Ma ciò che più lascia esterrefatti è la vista dell'unico ospedale della città, anch'esso semidistrutto dalle cannonate e dalle mitragliatrici georgiane. «Nemmeno i nazisti sparavano di proposito contro gli ospedali!», si sfoga Tina, l'anziana capoinfermiera, con due occhi celesti ancora arrossati dalla stanchezza. Mostrandoci gli umidi sotterranei dove durante i bombardamenti sono stati trasferiti e curati centinaia di feriti, ci racconta la sua esperienza di quei giorni. «Lavoravamo senza macchinari e senza luce, con pochissime medicine. Sopra di noi continuavano a cadere le bombe. Io non mi sono fermata un minuto, non ho dormito mai, non c'era tempo. Ma ora non mi sento molto bene», dice iniziando a piangere. «Quando siamo riemersi da quell'inferno - continua con la voce rotta - c'è stata una cosa che ci ha fatto più male delle bombe: scoprire che le televisioni internazionali parlavano solo della Georgia e non dicevano una parola della tragedia che abbiamo vissuto qui. Vi prego, almeno voi raccontatela, dite la verità».
«Ma perché i vostri governi hanno appoggiato il regime fascista e criminale di Saakashvili? Perché le vostre istruite opinioni pubbliche non hanno protestato per l'aggressione georgiana contro di noi?», domanda Josiph, laureato in legge ed ex impiegato Osce, con sincero interesse e nostro grande imbarazzo. «Vi rendete conto che hanno bombardato a tappeto una città piena di civili, a freddo, anzi a tradimento, perché un'ora prima avevano detto che non avrebbero mai attaccato. E lo hanno fatto di notte, mentre la gente dormiva nei propri letti. I carri armati georgiani hanno sparato contro obiettivi civili, abitazioni, scuole, ospedali. Sparavano alla cieca, su tutto quello che si muoveva. I soldati georgiani buttavano granate nei rifugi. Hanno sparato con tank e cecchini contro le colonne di auto cariche di civili che cercavano di lasciare la città: tantissima gente è morta così! Non vi dice niente che il nome dell'operazione militare georgiana era 'Campo pulito'? Volevano sterminarci, cancellarci come popolo! E ci sarebbero riusciti se non fosse stato per i russi! Altro che reazione sproporzionata!».

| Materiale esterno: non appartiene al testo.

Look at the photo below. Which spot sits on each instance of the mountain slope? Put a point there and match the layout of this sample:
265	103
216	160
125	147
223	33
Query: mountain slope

Inal è un rubicondo giornalista locale, poeta a tempo perso. «Voi occidentali ci chiamate 'separatisti', come fanno i georgiani. Ma se si guarda alla storia di questo conflitto e al diritto internazionale è chiaro che i separatisti sono i georgiani, non noi. Nel settembre del 1990, quando c'era ancora l'Unione Sovietica, la regione autonoma dell'Ossezia del Sud, che all'epoca era parte della Repubblica sovietica georgiana, decise di rimanere a far parte dell'Urss. Questa scelta, del tutto legittima e legale, fu poi sancita nel marzo '91 da un referendum che si tenne in tutta l'Unione Sovietica. Un mese dopo, in aprile, la Georgia dichiarò la propria indipendenza da Mosca, pretendendo di mantenere la sovranità sull'Ossezia del Sud con la forza. Tbilisi dichiarò lo stato d'emergenza e ci attaccò: vennero bruciati più di cento villaggi e uccise oltre duemila persone. In trentamila fuggirono in Ossezia del Nord. Solo nel gennaio del '92, dopo la caduta dell'Urss, l'Ossezia del Sud si proclamò stato indipendente nella speranza, vana, di mettersi al riparo dalle aggressioni georgiane».
La campana della vecchia chiesetta ortodossa di Santa Maria, l'unica della città, suona a morto. Dentro, nella penombra e nel silenzio, le fiammelle di centinaia di candele accese in ricordo delle vittime di questa guerra illuminano le icone dorate che tappezzano le pareti. I devoti rendono grazie a San Giorgio, molto venerato da queste parti, il santo che uccise il drago simbolo del male. Sul muro fuori dalla chiesa, dipinte a vernice, le parole di un ringraziamento più terreno: «Spasìba Rossìa», grazie Russia.